Unfortunately, there is no good solution for this. Deterministic cleanup seems to be a glaring omission in PowerShell. It could be as simple as introducing a new cleanup
block that is always called regardless of how the pipeline ends, but alas, even version 5 seems to offer nothing new here (it introduces classes, but without cleanup mechanics).
That said, there are some not-so-good solutions. Simplest, if you enumerate over the $input
variable rather than use begin
/process
/end
you can use try
/finally
:
function Out-UnixFile([string] $Path, [switch] $Append) {
<#
.SYNOPSIS
Sends output to a file encoded with UTF-8 without BOM with Unix line endings.
#>
$encoding = new-object System.Text.UTF8Encoding($false)
$sw = $null
try {
$sw = new-object System.IO.StreamWriter($Path, $Append, $encoding)
$sw.NewLine = "`n"
foreach ($line in $input) {
$sw.WriteLine($line)
}
} finally {
if ($sw) { $sw.Close() }
}
}
This has the big drawback that your function will hold up the entire pipeline until everything is available (basically the whole function is treated as a big end
block), which is obviously a deal breaker if your function is intended to process lots of input.

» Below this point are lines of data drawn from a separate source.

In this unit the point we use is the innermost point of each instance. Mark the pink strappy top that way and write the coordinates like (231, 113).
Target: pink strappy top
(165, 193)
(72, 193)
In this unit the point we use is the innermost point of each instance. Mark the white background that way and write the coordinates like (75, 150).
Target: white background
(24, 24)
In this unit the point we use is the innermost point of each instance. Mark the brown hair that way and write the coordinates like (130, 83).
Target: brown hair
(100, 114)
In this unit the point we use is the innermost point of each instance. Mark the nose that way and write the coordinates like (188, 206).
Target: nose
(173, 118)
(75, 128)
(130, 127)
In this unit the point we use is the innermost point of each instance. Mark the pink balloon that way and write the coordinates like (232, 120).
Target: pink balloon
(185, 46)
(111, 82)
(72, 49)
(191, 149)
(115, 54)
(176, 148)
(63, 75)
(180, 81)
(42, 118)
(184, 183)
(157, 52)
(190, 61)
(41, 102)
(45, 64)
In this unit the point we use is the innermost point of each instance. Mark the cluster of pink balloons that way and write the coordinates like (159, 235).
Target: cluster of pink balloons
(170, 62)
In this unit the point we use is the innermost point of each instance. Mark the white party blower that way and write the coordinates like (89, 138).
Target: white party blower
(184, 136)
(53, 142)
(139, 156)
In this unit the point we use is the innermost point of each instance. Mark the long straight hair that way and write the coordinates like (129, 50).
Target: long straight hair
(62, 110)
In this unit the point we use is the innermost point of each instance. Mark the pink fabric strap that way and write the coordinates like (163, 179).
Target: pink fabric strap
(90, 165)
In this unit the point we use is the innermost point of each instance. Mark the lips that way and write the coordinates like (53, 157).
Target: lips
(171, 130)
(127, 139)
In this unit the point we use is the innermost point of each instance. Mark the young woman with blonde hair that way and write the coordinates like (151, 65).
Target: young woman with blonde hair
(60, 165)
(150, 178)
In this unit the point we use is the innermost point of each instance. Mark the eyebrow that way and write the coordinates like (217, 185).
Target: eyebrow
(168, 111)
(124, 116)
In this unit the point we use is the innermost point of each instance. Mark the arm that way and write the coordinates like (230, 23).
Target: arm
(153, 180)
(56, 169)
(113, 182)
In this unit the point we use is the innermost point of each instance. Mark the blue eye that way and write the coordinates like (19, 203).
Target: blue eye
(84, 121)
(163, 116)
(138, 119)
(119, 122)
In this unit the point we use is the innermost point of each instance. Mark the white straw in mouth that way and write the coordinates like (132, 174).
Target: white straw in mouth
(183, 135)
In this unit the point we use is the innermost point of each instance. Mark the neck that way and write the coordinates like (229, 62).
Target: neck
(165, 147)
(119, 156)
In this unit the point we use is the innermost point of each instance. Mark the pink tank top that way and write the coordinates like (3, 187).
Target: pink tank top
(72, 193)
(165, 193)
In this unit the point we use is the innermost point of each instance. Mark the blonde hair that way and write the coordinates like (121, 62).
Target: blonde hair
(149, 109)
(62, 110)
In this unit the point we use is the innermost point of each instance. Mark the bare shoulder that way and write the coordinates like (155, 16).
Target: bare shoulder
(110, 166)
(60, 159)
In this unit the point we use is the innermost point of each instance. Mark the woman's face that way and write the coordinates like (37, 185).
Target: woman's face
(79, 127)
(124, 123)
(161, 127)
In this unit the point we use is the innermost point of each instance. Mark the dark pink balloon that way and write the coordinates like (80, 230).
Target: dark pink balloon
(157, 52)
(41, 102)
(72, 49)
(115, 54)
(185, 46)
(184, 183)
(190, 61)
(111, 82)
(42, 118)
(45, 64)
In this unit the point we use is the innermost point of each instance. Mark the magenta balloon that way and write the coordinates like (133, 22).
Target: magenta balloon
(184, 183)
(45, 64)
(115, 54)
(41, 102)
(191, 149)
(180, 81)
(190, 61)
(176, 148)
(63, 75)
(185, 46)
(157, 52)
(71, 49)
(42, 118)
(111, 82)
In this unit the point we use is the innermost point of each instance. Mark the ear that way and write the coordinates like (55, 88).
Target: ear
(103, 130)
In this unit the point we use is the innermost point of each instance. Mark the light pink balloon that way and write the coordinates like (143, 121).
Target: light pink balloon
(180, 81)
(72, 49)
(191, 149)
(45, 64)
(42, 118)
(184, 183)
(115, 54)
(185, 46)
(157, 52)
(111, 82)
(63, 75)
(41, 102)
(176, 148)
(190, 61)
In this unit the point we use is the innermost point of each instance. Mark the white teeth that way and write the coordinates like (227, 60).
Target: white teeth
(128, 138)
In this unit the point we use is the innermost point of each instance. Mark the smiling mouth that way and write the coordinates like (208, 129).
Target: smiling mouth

The second approach is to stick with begin
/process
/end
and manually process Control-C as input, since this is really the problematic bit. But by no means the only problematic bit, because you also want to handle exceptions in this case -- end
is basically useless for purposes of cleanup, since it is only invoked if the entire pipeline is successfully processed. This requires an unholy mix of trap
, try
/finally
and flags:
function Out-UnixFile([string] $Path, [switch] $Append) {
<#
.SYNOPSIS
Sends output to a file encoded with UTF-8 without BOM with Unix line endings.
#>
begin {
$old_treatcontrolcasinput = [console]::TreatControlCAsInput
[console]::TreatControlCAsInput = $true
$encoding = new-object System.Text.UTF8Encoding($false)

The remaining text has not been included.